下载文件:jmx_prometheus_javaagent-0.17.1.jar
创建config.yaml:

lowercaseOutputLabelNames: false
lowercaseOutputName: false
rules:
- pattern: ".*"
1.1.2、运行

在启动的java应用中添加-javaagent:./jmx_prometheus_javaagent-0.17.1.jar=8955:config.yaml参数,如下:

java -javaagent:./jmx_prometheus_javaagent-0.17.1.jar=8955:config.yaml -jar app-1.0.0.jar

在其它容器内使用也是类似,比如在tomcat中,在catalina.sh启动脚本中添加以下配置

set "JAVA_OPTS=-javaagent:./jmx_prometheus_javaagent-0.17.1.jar=8955:./config.yaml"

注意jmx_prometheus_javaagent-0.17.1.jar和config.yaml两个文件也需要放在$TOMCAT_HOME/bin目录内。

1.2、以独立http服务方式使用

1.2.1、下载和配置

下载文件:jmx_prometheus_httpserver-0.17.1.jar

创建config_http.yaml

---
hostPort: localhost:5555
username: 
password: 

rules:
- pattern: ".*"
1.2.2、运行

启动java应用,需要先开启应用的jmx

java -Dcom.sun.management.jmxremote=true -Dcom.sun.management.jmxremote.ssl=false -Dcom.sun.management.jmxremote.port=5555 -Dcom.sun.management.jmxremote.authenticate=false -jar app-1.0.0.jar

启动jmx_prometheus_httpserver通过应用暴露的jmx端口,采集应用的jvm数据,并把采集到的数据通过8955商品暴露给prometheus拉取

java -jar jmx_prometheus_httpserver-0.17.1.jar 8955 config_http.yaml

1.3、访问jmx_exporter监控的数据

http://127.0.0.1:9101/metrics

1.4、与prometheus集成

vi /usr/local/prometheus-2.37.0.linux-amd64/prometheus.yml

# my global config
global:
  scrape_interval: 15s # Set the scrape interval to every 15 seconds. Default is every 1 minute.
  evaluation_interval: 15s # Evaluate rules every 15 seconds. The default is every 1 minute.
  # scrape_timeout is set to the global default (10s).

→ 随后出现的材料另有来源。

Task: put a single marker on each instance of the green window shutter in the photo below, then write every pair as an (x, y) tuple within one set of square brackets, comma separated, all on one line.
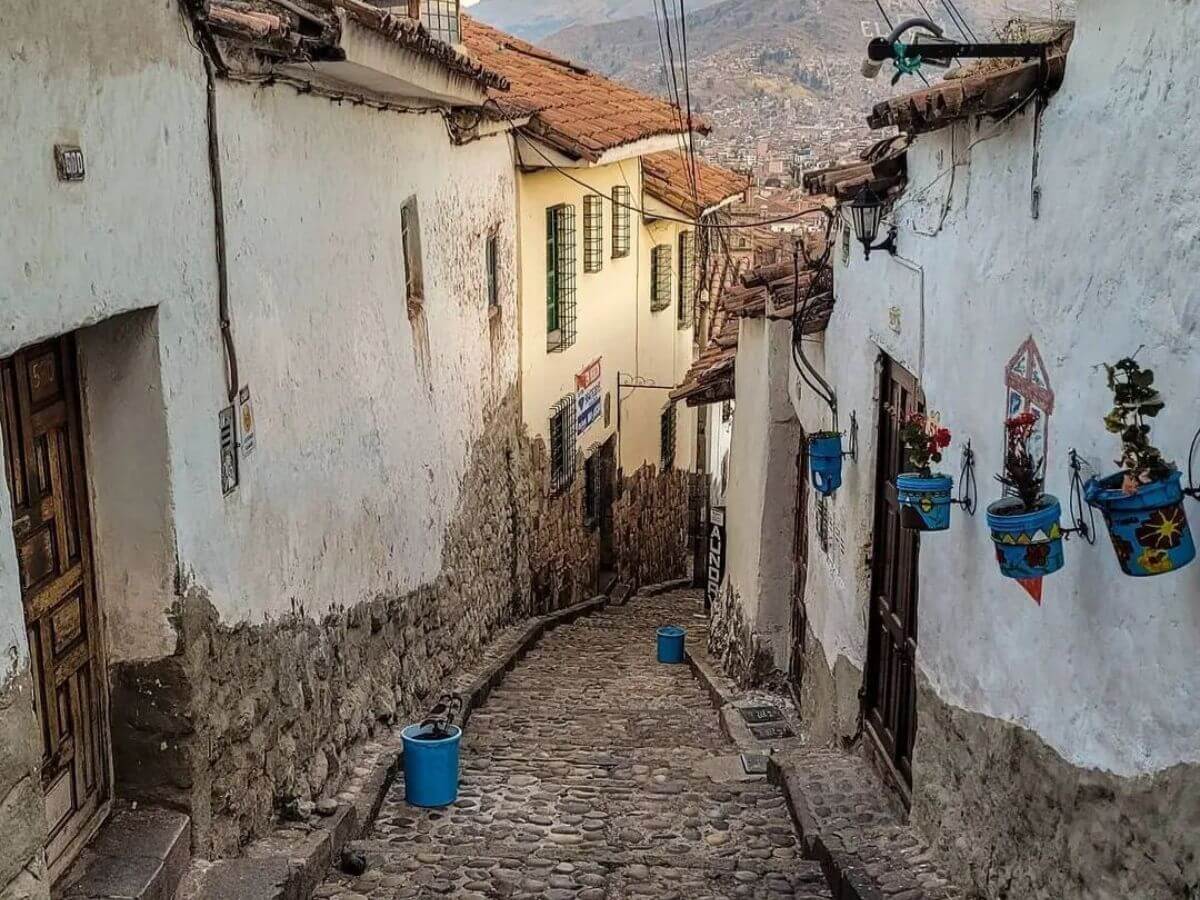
[(551, 270)]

# Alertmanager configuration
alerting:
  alertmanagers:
    - static_configs:
        - targets:
          # - alertmanager:9093

# Load rules once and periodically evaluate them according to the global 'evaluation_interval'.
rule_files:
  # - "first_rules.yml"
  # - "second_rules.yml"

# A scrape configuration containing exactly one endpoint to scrape:
# Here it's Prometheus itself.
scrape_configs:
  # The job name is added as a label `job=<job_name>` to any timeseries scraped from this config.
  - job_name: "prometheus"
#    basic_auth:
#      username: admin
#      password: 123456
    # metrics_path defaults to '/metrics'
    # scheme defaults to 'http'.
    static_configs:
      - targets: ["localhost:9090"]

  - job_name: 'jmx'
    file_sd_configs:
      - files:
        - nodes/jmx.json
        refresh_interval: 5m
#  - job_name: 'spring_boot'
#    metrics_path: "/actuator/prometheus"
#    static_configs:
#      - targets: ['192.168.28.132:8955']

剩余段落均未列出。